L’epifania del colore quale mezzo e fine del suo particolare linguaggio artistico. È la cifra essenziale di Giuseppe Bertolino, un artista che alterna un sapiente uso della spatola al tradizionale pennello, con esiti estremamente interessanti. La sua dimensione pittorica è priva di confini; materica, la distinguono impasti particolari, pomice, stucchi sempre votati a canti sinfonici del concerto cromatico. Ha appreso la lezione degli impressionisti e l’ha fatta propria con uno stile originale, prossimo talora all’astrazione. Acquarelli, olï sono il suo terreno privilegiato di confronto con la realtà, che Bertolino ha interiorizzato con sensibilità da artista certo postmoderno. Sicché le sue opere rivelano un comune sentire, che è quello d’una natura magmatica ormai piegata al pensiero fluttuante: natura che qui riflette ed esalta il suo senso originario e fondativi di genesi, di cosmogonia dell’espressione. Vi si confà l’accezione greca del termine, la physis intesa come processo generativo dell¹essere. Ci troviamo di fronte delle rappresentazioni del divenire, caotiche a tratti, che manifestano dignità e carattere propri dell’Essere, come dire che nell’arte è possibile una riconciliazione se non -addirittura- una identificazione fra il divenire e l’essere. Il colore, come s’è già detto, ne è lo strumento e la finalità principe, un colore intenso, acceso che è forse l’anima stessa di Bertolino, alchimista delle cromie, i suoi “colori del Mediterraneo”, così emblematici d’una lunga riflessione, si rivelano portatori d’un messaggio universale. Siciliano mai costretto in anguste visioni localistiche, Bertolino ricerca con slancio creativo forme contemplative mai individuabili in spazi concreti della realtà quotidiana ma situabili, piuttosto, nel mundus imaginalis che è il laboratorio spirituale dell’artista, ove tutto è ricondotto, suo modo, all’unitarietà del sentire. La reductio ad unum dell’arte trova così il suo nobile esito nella trasfigurazione della realtà nell’Assoluto che Bertolino ha pazientemente elaborato con la sua sintesi archetipica, che al mare ha restituito il suo ruolo originario che è cosmogonico e/o, piuttosto, precosmogonico, simbolo precipuo di latenza virtuale, di universi germinali, praterie sterminate di territori radicati nell’ou-topia della psiche. E sono questi, appunto, gli spazi infiniti del mundus imaginalis dell’artista, presentimento creativo di
un mondo più consono di quello vissuto allo stato di veglia, il luogo dei luoghi ove la contemplazione può risolversi in forma. E questa è sicuramente appercezione d’un modo di intuizione alle soglie del Trascendente, dimensione rassicurante e fondativa dell’anina assetata di ³intelligibile².

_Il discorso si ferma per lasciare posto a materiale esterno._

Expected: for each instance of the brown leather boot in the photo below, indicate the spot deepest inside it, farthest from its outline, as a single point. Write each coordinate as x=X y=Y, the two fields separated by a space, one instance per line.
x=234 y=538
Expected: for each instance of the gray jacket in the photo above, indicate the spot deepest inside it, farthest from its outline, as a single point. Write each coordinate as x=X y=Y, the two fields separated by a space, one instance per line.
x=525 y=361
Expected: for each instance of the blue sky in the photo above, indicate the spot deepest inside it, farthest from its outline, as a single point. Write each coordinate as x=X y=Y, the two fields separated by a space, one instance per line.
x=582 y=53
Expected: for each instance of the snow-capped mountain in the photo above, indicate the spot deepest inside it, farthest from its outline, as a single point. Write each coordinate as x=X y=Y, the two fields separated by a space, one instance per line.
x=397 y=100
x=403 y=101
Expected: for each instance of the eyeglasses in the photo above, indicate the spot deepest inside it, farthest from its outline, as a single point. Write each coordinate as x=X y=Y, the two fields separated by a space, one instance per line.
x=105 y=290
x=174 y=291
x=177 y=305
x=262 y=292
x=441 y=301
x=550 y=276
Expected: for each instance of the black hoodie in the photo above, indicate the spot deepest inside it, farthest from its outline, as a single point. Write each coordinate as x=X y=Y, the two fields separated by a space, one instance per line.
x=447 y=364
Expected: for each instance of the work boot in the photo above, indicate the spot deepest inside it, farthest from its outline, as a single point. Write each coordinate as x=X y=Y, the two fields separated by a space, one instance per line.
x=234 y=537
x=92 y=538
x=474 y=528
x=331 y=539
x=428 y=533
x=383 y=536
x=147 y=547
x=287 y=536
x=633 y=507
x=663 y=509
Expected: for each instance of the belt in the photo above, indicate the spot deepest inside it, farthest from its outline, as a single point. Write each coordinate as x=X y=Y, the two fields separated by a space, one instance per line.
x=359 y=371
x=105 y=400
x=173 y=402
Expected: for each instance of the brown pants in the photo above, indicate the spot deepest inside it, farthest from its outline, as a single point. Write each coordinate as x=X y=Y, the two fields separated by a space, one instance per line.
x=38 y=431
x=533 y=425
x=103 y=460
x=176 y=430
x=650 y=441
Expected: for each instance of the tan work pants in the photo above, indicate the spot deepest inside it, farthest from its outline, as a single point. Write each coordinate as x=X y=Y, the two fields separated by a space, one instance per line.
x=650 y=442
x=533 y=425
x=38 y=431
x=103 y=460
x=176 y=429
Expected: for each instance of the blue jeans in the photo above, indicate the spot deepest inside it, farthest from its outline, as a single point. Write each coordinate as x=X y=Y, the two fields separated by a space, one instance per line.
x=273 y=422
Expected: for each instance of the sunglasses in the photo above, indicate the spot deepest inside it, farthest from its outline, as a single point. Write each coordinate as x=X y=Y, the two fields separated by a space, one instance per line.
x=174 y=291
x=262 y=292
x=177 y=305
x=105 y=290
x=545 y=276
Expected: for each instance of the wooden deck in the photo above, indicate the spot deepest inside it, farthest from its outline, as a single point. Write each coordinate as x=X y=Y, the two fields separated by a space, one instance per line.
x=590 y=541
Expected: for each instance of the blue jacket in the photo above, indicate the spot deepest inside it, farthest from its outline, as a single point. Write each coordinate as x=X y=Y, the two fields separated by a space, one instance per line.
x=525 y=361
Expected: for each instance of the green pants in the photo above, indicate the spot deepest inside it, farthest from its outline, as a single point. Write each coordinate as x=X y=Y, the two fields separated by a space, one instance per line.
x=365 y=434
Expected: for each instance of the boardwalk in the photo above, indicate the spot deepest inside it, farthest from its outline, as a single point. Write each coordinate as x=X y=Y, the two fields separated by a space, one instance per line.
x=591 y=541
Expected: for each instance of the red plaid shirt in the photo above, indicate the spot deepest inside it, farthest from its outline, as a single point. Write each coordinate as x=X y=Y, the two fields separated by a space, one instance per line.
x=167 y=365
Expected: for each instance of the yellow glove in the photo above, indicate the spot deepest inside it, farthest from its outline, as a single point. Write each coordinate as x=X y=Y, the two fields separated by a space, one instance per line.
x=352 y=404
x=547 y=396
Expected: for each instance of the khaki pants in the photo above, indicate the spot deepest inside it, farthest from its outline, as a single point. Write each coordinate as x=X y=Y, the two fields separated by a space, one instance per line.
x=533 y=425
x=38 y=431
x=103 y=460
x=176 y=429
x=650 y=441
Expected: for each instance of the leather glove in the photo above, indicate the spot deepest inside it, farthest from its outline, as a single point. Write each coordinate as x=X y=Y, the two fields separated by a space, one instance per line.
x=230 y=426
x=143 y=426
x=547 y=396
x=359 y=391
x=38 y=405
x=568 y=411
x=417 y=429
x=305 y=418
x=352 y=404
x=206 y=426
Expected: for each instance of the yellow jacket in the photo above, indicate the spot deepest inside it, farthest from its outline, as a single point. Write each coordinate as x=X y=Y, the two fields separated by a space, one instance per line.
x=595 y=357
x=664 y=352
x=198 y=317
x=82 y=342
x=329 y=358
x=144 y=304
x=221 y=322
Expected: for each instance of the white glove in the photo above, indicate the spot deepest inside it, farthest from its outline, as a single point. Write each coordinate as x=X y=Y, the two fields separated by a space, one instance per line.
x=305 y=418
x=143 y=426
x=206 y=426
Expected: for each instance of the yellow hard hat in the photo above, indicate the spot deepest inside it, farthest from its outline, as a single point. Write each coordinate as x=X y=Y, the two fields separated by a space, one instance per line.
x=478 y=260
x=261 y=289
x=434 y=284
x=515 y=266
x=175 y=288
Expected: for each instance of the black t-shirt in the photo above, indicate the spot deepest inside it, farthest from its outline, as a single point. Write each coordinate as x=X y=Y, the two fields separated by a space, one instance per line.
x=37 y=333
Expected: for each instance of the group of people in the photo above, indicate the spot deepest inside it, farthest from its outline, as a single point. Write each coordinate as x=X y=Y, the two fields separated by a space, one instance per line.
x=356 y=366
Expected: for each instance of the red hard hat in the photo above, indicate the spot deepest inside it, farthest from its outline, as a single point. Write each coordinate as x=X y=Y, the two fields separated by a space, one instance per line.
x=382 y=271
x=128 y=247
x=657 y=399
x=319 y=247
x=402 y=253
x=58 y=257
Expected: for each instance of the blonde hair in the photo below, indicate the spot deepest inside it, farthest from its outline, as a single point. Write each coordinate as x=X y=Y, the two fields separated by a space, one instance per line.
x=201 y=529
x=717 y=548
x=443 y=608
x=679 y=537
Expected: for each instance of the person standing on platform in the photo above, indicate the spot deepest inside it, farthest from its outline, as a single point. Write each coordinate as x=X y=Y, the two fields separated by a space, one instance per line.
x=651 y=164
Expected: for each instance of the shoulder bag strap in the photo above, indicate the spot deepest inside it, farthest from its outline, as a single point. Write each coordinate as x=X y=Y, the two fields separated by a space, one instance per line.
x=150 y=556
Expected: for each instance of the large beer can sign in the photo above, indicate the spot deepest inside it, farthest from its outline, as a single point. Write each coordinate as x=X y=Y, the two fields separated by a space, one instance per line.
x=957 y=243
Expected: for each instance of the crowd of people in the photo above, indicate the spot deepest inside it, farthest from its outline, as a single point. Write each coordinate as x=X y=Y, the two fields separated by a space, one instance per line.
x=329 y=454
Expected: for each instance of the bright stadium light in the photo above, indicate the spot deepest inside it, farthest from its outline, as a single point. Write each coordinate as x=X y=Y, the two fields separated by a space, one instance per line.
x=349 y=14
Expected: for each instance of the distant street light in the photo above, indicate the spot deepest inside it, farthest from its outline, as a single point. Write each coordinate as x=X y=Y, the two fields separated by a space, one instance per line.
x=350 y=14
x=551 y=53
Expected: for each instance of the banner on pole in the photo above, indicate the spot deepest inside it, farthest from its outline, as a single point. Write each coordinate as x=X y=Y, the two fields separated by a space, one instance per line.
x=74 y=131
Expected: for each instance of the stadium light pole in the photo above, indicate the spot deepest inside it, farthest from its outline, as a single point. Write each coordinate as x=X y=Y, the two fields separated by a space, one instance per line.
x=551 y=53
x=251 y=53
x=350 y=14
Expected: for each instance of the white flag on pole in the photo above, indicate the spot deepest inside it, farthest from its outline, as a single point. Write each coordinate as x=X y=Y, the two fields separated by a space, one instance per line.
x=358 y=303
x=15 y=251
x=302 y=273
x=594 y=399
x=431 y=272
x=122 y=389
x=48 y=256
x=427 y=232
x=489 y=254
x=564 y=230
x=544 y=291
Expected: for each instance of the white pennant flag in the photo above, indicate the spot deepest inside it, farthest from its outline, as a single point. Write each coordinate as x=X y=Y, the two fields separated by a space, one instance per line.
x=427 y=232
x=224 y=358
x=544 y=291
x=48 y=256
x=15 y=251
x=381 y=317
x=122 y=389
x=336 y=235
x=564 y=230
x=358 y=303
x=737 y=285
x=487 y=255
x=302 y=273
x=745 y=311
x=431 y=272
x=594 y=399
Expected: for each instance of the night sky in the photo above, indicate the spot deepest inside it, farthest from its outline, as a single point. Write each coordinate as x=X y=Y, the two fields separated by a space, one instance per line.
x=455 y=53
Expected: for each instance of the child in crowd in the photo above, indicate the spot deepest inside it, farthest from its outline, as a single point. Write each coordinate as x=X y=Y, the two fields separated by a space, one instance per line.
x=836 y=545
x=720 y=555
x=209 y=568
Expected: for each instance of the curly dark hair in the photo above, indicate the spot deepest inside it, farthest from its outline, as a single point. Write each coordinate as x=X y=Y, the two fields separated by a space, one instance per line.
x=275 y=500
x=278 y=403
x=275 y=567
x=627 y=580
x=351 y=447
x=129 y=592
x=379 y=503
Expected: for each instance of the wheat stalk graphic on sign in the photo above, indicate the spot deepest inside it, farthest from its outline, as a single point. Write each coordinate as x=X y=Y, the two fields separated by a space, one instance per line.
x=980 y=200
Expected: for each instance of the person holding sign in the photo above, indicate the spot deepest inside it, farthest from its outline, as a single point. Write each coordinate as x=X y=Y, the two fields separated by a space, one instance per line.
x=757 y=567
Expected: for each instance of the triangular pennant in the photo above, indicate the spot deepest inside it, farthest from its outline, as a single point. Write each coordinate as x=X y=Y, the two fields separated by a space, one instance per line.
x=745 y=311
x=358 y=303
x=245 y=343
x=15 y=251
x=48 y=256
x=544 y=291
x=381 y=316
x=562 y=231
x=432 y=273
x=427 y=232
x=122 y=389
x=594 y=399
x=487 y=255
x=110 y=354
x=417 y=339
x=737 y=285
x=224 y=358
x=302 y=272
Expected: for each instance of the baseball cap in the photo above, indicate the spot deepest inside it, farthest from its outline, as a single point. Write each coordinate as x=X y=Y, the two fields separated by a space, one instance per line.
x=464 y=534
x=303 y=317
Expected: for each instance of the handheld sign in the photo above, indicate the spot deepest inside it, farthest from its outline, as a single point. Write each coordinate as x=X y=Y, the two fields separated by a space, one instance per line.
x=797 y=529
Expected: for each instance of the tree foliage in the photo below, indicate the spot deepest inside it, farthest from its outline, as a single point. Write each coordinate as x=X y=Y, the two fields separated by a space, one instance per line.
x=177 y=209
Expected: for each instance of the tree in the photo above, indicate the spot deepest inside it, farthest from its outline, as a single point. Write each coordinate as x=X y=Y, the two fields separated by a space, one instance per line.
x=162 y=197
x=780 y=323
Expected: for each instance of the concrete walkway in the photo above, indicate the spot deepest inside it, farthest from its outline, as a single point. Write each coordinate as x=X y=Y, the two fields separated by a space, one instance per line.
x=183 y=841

Bertolino la trova nella luce fragorosa del colore rivissuto, plotinianamente, come áisthesis ànghelos, percezione annunziante che allude e rinvia ad Altro da Sé. E la sua pittura realizza qui la pacificazione fra i vari piani del Reale, il superamento del vissuto quotidiano nel quale non è mai bene identificarsi più di tanto. L’arte come terapia olistica, si potrebbe dire. E perché no, dipingere non è forse nobilissima maniera di sfuggire alle strettoie di un’esistenza altrimenti insignificante? Talché i colori di Bertolino si manifestano anch’essi quale possibile strumento di riscatto conoscitivo dal mobile flusso delle impermanenze nelle quali ci ha relegato una distratta e superficiale società consumistica, che considera l’uomo al pari d’una bottiglietta di Coca Cola. A tale nefasto stato di cose l’arte pùò ben porre argine e rimedio con la sua capacità di visione interiore, di intuizione dello Spirito. Il blu psichedelico ed il rosso carmineo del pittore di Castelvetrano sono i due estremi d’un Logos coerente che si fa immagine assoluta, parola indicibile.